Most MA plans consist of specific doctors and hospitals in an area that you must use in order to receive coverage for medical treatment. Your out-of-pocket costs depend on a number of factors, such as whether the plan charges a monthly premium or yearly deductible. Benefits, premiums, and member cost-share may change each year on January 1.

There are several Medicare Advantage Plans available. Options include Medicare Health Maintenance Organizations (HMO), Medicare Preferred Provider Organization Plans (PPO), Medicare Private Fee-for-Service Plans (PFFS), Special Needs Plans (SNP), Medicare Medical Savings Accounts (MSA), and HMO Point-of-Service Plans (HMOPOS).

Medicare Part D

Medicare Part D, also known as Medicare Prescription Drug Plans, may be added to Original Medicare. Part D covers prescription drug costs, with plans offered by private insurance companies approved by Medicare.
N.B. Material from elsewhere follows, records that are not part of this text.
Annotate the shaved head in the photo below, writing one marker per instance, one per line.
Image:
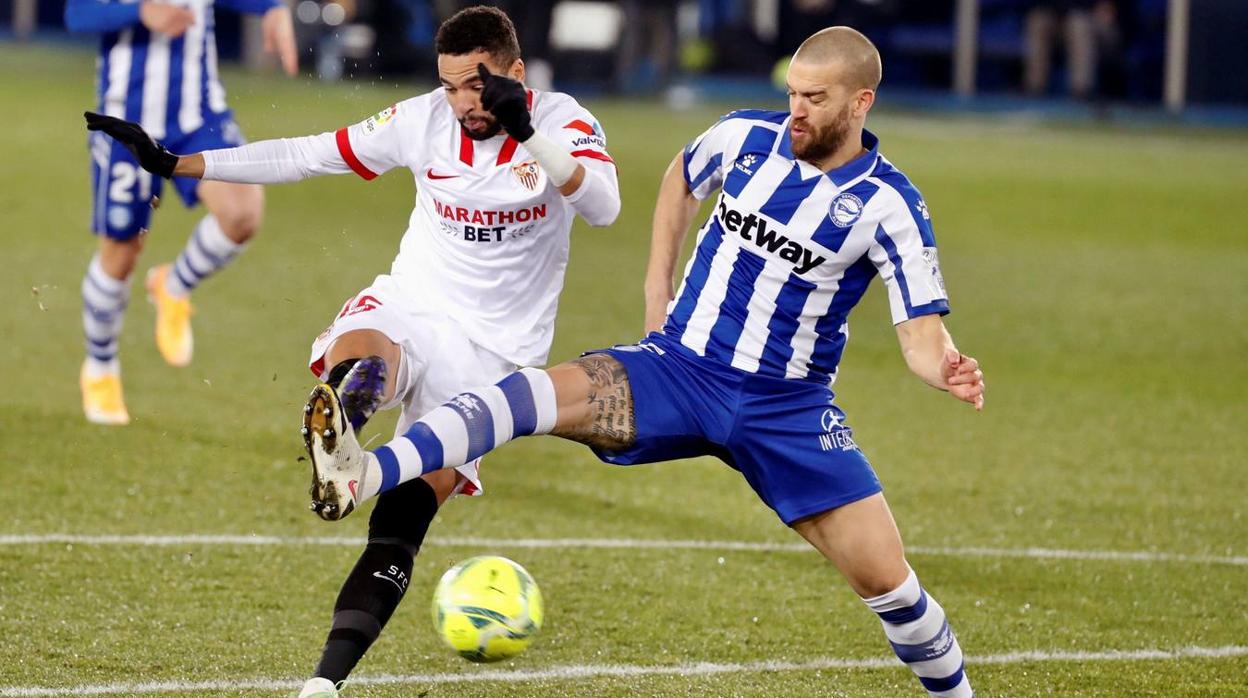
(849, 50)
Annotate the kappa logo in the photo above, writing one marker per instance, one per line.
(467, 405)
(846, 210)
(746, 162)
(838, 436)
(932, 259)
(830, 420)
(527, 174)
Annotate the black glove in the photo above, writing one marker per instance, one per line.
(150, 154)
(508, 101)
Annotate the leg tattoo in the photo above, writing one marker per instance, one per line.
(610, 423)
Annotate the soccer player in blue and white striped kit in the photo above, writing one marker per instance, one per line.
(740, 360)
(157, 66)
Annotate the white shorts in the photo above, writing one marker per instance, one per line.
(439, 360)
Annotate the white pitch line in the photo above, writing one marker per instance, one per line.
(620, 543)
(627, 671)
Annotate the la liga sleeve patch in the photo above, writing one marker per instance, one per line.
(382, 117)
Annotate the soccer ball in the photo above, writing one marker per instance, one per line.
(487, 608)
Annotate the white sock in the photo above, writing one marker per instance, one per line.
(921, 637)
(207, 251)
(464, 428)
(315, 686)
(104, 310)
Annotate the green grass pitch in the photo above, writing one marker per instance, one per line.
(1101, 276)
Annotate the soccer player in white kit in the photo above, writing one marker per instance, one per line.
(501, 172)
(740, 361)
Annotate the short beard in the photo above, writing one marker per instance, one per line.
(825, 141)
(484, 136)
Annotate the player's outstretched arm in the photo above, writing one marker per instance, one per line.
(275, 161)
(673, 214)
(931, 355)
(151, 156)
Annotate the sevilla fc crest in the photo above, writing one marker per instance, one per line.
(528, 174)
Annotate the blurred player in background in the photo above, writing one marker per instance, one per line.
(501, 174)
(739, 363)
(157, 66)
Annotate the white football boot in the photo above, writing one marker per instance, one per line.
(338, 463)
(318, 688)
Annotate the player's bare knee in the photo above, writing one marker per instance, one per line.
(879, 582)
(119, 257)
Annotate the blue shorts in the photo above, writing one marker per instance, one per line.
(784, 436)
(121, 191)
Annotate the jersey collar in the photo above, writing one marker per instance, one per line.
(848, 172)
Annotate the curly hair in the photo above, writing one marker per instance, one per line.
(479, 28)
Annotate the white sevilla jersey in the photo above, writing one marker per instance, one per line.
(487, 242)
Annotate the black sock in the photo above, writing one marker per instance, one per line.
(376, 584)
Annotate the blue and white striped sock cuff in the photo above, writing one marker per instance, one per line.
(920, 636)
(207, 251)
(104, 306)
(901, 598)
(471, 425)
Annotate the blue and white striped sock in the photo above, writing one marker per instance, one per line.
(464, 428)
(921, 637)
(206, 252)
(104, 309)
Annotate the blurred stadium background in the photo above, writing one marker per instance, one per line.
(1086, 532)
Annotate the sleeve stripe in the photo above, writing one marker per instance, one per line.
(508, 151)
(594, 155)
(348, 156)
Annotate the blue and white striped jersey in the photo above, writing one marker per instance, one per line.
(789, 250)
(169, 85)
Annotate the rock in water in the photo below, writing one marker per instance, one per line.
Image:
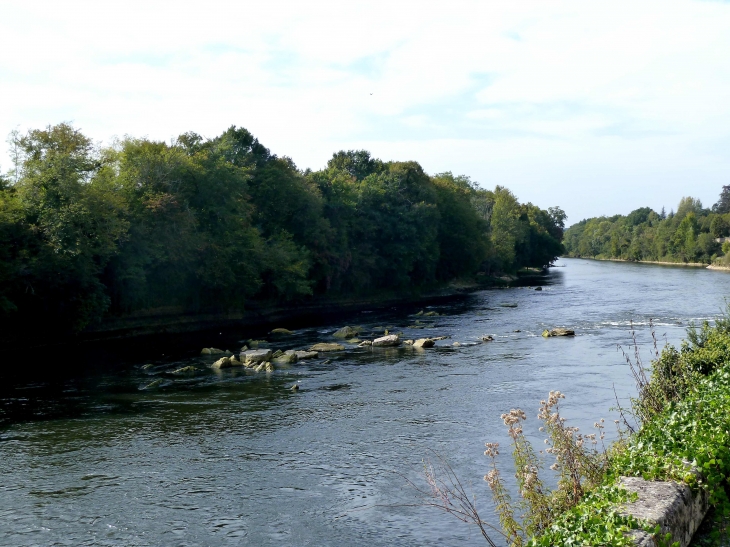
(306, 354)
(153, 384)
(185, 370)
(387, 341)
(223, 362)
(557, 332)
(327, 347)
(255, 356)
(345, 332)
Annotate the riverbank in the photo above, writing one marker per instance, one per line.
(661, 263)
(660, 478)
(264, 315)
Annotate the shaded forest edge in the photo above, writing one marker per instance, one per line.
(693, 235)
(91, 235)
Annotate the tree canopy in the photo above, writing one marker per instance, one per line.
(689, 235)
(200, 224)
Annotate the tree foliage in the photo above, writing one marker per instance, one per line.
(689, 235)
(211, 224)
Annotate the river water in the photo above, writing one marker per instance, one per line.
(237, 458)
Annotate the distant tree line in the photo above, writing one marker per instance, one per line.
(692, 234)
(211, 224)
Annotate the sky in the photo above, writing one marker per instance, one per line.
(596, 107)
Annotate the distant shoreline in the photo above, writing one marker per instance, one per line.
(684, 264)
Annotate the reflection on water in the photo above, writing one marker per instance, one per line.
(238, 458)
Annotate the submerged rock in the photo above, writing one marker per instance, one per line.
(185, 370)
(345, 332)
(306, 354)
(153, 384)
(254, 356)
(324, 346)
(557, 332)
(223, 362)
(387, 341)
(286, 358)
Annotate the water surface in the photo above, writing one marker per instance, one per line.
(237, 458)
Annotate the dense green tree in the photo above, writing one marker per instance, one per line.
(687, 236)
(213, 224)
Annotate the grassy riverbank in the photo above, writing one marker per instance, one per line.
(679, 422)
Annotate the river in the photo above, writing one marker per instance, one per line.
(237, 458)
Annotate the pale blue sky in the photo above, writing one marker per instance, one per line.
(597, 107)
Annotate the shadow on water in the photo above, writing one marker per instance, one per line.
(92, 453)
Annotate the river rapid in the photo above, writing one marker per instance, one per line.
(237, 458)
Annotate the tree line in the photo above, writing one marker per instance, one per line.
(88, 231)
(691, 234)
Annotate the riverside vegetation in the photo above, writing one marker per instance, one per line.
(691, 235)
(677, 423)
(209, 225)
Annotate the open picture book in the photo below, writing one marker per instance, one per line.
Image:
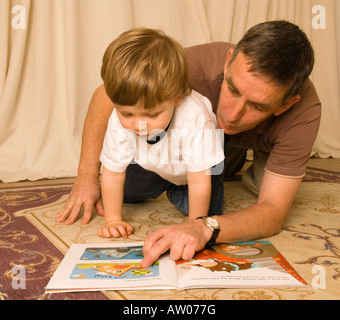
(116, 266)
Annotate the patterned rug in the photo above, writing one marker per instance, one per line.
(32, 244)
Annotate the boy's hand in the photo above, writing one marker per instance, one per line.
(116, 229)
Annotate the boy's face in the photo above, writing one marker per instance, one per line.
(145, 121)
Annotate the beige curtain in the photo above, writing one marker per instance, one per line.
(50, 58)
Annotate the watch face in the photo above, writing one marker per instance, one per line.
(213, 222)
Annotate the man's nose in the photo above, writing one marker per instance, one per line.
(237, 110)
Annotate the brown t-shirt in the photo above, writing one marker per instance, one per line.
(288, 138)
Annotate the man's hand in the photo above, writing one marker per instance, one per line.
(183, 240)
(86, 195)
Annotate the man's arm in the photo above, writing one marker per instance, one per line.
(199, 186)
(86, 189)
(261, 220)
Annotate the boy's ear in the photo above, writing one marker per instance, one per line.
(178, 99)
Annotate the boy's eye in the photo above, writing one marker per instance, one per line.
(153, 115)
(125, 114)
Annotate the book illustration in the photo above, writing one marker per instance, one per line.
(227, 258)
(113, 271)
(131, 253)
(116, 269)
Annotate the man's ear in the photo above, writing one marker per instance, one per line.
(229, 54)
(289, 104)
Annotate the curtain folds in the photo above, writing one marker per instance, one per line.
(50, 58)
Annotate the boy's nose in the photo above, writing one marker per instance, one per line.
(141, 125)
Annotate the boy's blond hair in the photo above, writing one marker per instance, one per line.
(146, 66)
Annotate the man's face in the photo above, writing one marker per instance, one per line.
(245, 99)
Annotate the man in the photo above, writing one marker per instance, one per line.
(264, 101)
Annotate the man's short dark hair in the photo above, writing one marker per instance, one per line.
(281, 51)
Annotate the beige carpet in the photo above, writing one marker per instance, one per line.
(310, 240)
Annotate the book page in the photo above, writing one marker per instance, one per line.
(248, 264)
(88, 267)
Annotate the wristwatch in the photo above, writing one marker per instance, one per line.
(213, 225)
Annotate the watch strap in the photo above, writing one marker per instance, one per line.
(215, 231)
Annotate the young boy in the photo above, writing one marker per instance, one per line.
(159, 128)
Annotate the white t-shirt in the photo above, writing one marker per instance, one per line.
(192, 143)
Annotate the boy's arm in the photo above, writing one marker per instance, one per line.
(199, 185)
(85, 192)
(112, 193)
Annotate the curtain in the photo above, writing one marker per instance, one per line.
(50, 59)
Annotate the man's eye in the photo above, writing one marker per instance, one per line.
(232, 90)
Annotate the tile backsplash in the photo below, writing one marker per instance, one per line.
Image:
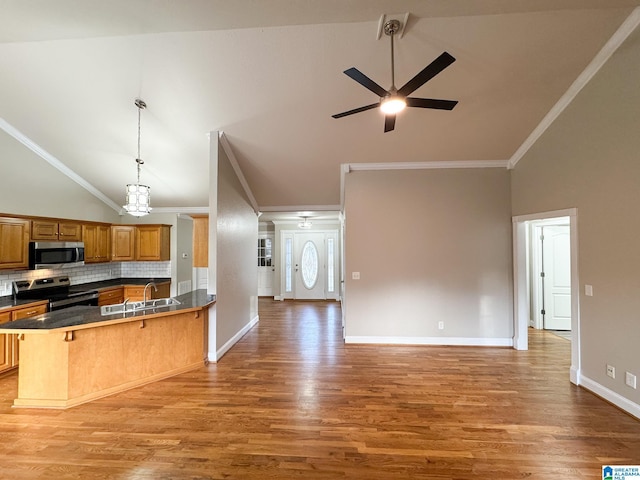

These plans require a monthly premium.

To receive Part D coverage, you must join either a standalone Part D plan or choose a Medicare Advantage Plan that includes prescription drug coverage. Depending on the costs of your prescriptions, you may have a co-payment.

If you are eligible for Original Medicare, you are eligible for Part D. If you delay enrolling in a Part D plan when you are first eligible, you will likely have a late enrollment penalty.